No Future: Queer Theory and the Death Drive
No Future: Queer Theory and the Death Drive is a major text of Lee Edelman, (Duke University Press, 2004).
While Edelman has an interest in psychoanalytic theory, for the purposes of this article, only the queer theory aspects are explored.
Edelman invokes the notion of "reproductive futurism" to refer to the idea that all politics, however radical the means by which specific constituencies attempt to produce a more desirable social order, remains, at its core, conservative, insofar as it works to affirm a structure, to authenticate a social order, which it then intends to transmit to the future in the form of its Inner Child. That Child remains the perpetual horizon of every acknowledged politics, the fantasmatic beneficiary of every political intervention.
This "fascism of the baby's face" subjects us to its sovereign authority as the figure of politics itself, whatever the face a particular politics gives that baby to wear (e.g. Aryan or multicultural). This is not to say that the difference of those political programs makes no difference, but rather that, as political programs, they aim to reify difference and thus to secure, in the form of the future, the order of the same. The Child marks the fetishistic fixation of heteronormativity; an erotically-charged investment in the rigid sameness of identity that is central to the compulsory narrative of reproductive futurism.

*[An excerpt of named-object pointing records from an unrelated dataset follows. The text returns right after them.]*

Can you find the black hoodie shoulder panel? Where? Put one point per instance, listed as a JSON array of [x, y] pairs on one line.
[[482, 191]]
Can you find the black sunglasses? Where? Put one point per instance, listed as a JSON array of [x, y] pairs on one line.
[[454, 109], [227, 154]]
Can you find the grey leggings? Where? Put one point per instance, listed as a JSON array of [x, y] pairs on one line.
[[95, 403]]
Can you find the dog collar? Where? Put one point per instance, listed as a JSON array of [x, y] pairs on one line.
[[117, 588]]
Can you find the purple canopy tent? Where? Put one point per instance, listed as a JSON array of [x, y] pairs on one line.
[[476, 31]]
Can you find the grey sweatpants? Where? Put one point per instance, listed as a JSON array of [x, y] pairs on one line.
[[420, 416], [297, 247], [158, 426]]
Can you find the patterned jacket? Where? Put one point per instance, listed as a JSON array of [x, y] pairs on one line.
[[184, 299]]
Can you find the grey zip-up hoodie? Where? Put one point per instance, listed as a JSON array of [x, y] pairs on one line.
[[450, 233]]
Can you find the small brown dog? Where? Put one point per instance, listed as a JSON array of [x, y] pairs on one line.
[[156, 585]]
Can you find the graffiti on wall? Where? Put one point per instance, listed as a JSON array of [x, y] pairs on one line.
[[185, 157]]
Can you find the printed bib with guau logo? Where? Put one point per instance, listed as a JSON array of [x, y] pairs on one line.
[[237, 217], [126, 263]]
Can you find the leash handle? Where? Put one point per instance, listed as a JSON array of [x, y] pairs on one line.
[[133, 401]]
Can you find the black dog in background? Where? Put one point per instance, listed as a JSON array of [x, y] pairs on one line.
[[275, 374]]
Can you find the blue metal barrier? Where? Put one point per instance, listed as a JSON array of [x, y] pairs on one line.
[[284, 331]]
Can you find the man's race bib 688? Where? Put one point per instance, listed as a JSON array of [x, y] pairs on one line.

Historically constructed to serve as the repository of variously sentimentalized cultural identifications, the Child has come to embody the telos of the social order and has come to be seen as the one for whom that order is held in perpetual trust. In its coercive universalization, the image of the Child (not to be confused with the lived experiences of any historical children) serves to regulate political discourse, to prescribe what will count as political discourse, by compelling such discourse to accede in advance to the reality of a collective future whose figurative status we are never permitted to acknowledge or address.
The Task of the Queer
What would it signify not to be 'fighting for the children'? How could one take the other 'side', when taking any side at all necessarily constrains one to take a side within a political order that returns to the child as the image of the future it intends? Against the pervasive invocation of the Child (as the emblem of futurity's unquestioned value) is a queer oppositionality that would oppose itself to the structural determinants of politics as such. Queerness is a refusal of every substantialization of identity. Queerness names the side of those not 'fighting for the children', the side outside the consensus by which all politics confirms the absolute value of reproductive futurism.

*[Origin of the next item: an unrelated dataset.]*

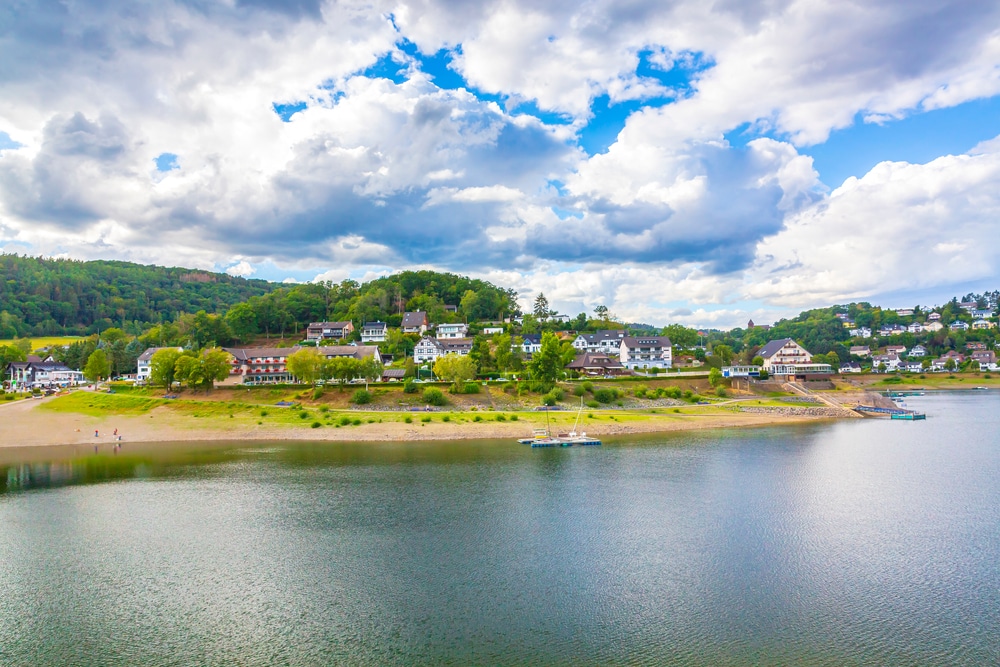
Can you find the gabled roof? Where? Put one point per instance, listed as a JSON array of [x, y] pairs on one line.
[[772, 347], [414, 320]]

Liberal discourse typically strives to disassociate the queer from its figurative place as the social order's death drive (as those who do not reproduce and transmit futurity). Reproductive futurism's trump card is always the question 'If not this, what?' – always the demand to translate the insistence of negativity into some determinate stance or 'position' whose determination would thus negate it. We should withdraw our allegiance from a reality based on reproductive futurism – not in order to suggest that some 'good' will result, but to the contrary.
Rather than rejecting the ascription of negativity to the queer, we might do better to consider accepting and even embracing it. Not in the hope of thereby forging some more perfect social order (which hope would only reproduce the constraining mandate of futurism) but rather to abjuring fidelity to a futurism that's always purchased at our expense. Queerness attains its ethical value precisely insofar as it accedes to the negative position, and accepts its figural status as resistance to the viability of the social, while insisting on the inextricability of such resistance from every social structure. The queer comes to figure the bar to every realization of futurity, the resistance – internal to the social – to every social structure or form.
Edelman recognizes that his project is in some respects paradoxical and even impossible. But it is precisely this impossibility that constitutes the challenge to the social order. The embrace of queer negativity can have no 'justification', if justification requires it to reinforce some positive social value; its value resides instead in its challenge to value as defined by the social, and thus in radical challenge to the very value of the social itself.
The future, as Orphan Annie's hymn to the hope of "Tomorrow" understands, is always a day away. "Fuck the social order and the Child in whose name we're collectively terrorized; fuck Annie; fuck the waif from Les Mis; fuck the poor, innocent kind on the Net..."
Edelman proposes no position from which queer sexuality might truly 'become itself', as if it could somehow achieve an essential queerness – instead, he suggests, the real strategic value of queerness lies in its resistance to a symbolic reality that only ever invests us as subjects insofar as we invest ourself in it, clinging to its governing fictions as reality itself.